Former MLB Star Pete Rose Reportedly in 'Poor Health'

All-time MLB hits leader Pete Rose said he "can barely walk" and is in "poor health" as part of his divorce proceedings from his estranged wife.

pete-rose_getty-Ethan Miller : Staff
(Photo: Ethan Miller / Staff / Getty)

The former Cincinnati Reds player and manager is in a legal battle to block his wife, Carol Rose, from receiving spousal support, TMZ reports. He also claims that his annual income has dropped significantly, to less than 50 percent of what it was a year ago — now sitting at $453,000.

"[Rose] is currently disabled and can barely walk or travel," court documents read, according to the news outlet. "[His] health is deteriorating and [he] has a heart condition and [is] on blood thinners."

"I am in poor health and disabled ... and have trouble walking," Rose added.

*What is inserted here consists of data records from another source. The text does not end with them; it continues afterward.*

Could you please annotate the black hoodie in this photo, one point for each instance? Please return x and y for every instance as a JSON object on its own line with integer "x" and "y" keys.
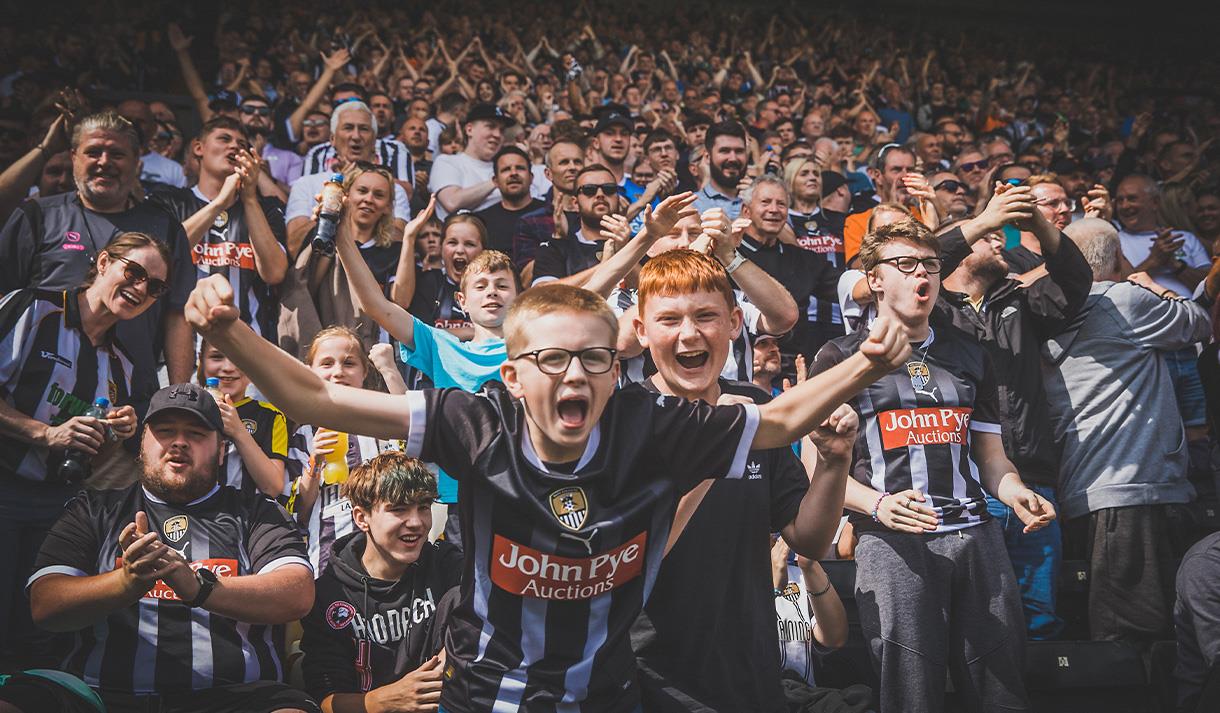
{"x": 366, "y": 633}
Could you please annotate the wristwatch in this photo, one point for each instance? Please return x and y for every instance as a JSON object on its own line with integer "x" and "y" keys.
{"x": 737, "y": 263}
{"x": 208, "y": 581}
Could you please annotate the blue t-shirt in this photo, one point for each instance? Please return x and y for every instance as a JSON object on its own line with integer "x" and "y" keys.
{"x": 452, "y": 363}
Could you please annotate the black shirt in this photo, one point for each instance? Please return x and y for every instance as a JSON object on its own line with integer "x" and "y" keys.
{"x": 708, "y": 633}
{"x": 558, "y": 565}
{"x": 50, "y": 243}
{"x": 502, "y": 224}
{"x": 159, "y": 644}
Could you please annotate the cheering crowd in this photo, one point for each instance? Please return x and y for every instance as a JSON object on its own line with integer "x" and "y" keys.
{"x": 412, "y": 359}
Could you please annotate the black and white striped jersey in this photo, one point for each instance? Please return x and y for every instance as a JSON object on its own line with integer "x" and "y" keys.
{"x": 916, "y": 424}
{"x": 561, "y": 558}
{"x": 391, "y": 153}
{"x": 50, "y": 370}
{"x": 331, "y": 515}
{"x": 226, "y": 249}
{"x": 159, "y": 644}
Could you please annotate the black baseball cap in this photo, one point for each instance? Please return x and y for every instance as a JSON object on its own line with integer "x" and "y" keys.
{"x": 489, "y": 112}
{"x": 831, "y": 182}
{"x": 189, "y": 398}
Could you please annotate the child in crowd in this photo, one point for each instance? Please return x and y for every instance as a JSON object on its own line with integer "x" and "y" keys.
{"x": 256, "y": 431}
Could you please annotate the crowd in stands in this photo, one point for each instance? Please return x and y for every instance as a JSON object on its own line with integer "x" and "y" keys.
{"x": 628, "y": 326}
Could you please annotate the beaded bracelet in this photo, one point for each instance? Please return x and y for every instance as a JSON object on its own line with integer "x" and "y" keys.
{"x": 877, "y": 506}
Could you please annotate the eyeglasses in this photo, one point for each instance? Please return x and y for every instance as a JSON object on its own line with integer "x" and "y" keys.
{"x": 908, "y": 264}
{"x": 591, "y": 189}
{"x": 555, "y": 360}
{"x": 136, "y": 274}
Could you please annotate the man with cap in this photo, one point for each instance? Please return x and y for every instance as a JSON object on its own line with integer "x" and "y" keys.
{"x": 465, "y": 181}
{"x": 177, "y": 586}
{"x": 611, "y": 141}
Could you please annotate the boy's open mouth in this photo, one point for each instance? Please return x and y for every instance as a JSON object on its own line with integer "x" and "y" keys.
{"x": 692, "y": 359}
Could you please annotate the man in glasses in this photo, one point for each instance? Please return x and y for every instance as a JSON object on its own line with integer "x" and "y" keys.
{"x": 932, "y": 578}
{"x": 572, "y": 259}
{"x": 232, "y": 230}
{"x": 1013, "y": 320}
{"x": 282, "y": 166}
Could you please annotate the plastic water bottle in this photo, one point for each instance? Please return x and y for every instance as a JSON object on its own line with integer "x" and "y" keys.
{"x": 328, "y": 217}
{"x": 76, "y": 465}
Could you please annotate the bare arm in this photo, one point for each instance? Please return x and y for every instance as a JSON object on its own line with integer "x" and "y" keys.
{"x": 288, "y": 383}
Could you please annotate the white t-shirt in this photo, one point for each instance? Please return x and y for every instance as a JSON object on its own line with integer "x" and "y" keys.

The statements come as the latest developments in the 77-year-old's divorce case, which has been ongoing since 2011. In April, TMZ reported that Carol asked the courts to reveal Rose's full financial details as he reportedly has significant gambling debts to pay off to both casinos and the IRS.

Rose also claims that he lost two jobs last year: one from FOX Sports and another from Hit King, slashing his income by $550,000. He claims his $453,000 earnings are not enough to cover his major expenses like attorney's fees and other "great debts."

Rose and Carol married in 1984. Rose has been dating 38-year-old former Playboy model Kiana Kim for several years and now wants to marry her, which would require his divorce from Carol to be finalized.


The 17-time All-Star, three-time World Series champion and 1973 National League MVP is also attempting to block his wife from forcing him to cover legal fees related to the divorce, TMZ reports.

Rose was banned from baseball for life in 1989 for betting on the game. His most recent attempt to gain reinstatement (and therefore eligible to potentially be inducted into the Baseball Hall of Fame) was denied by commissioner Rob Manfred in 2015 — although he was inducted into the Reds Hall of Fame in 2016. He made multiple attempts in the early 2000s to then-commissioner Bud Selig to be reinstated, but to no avail.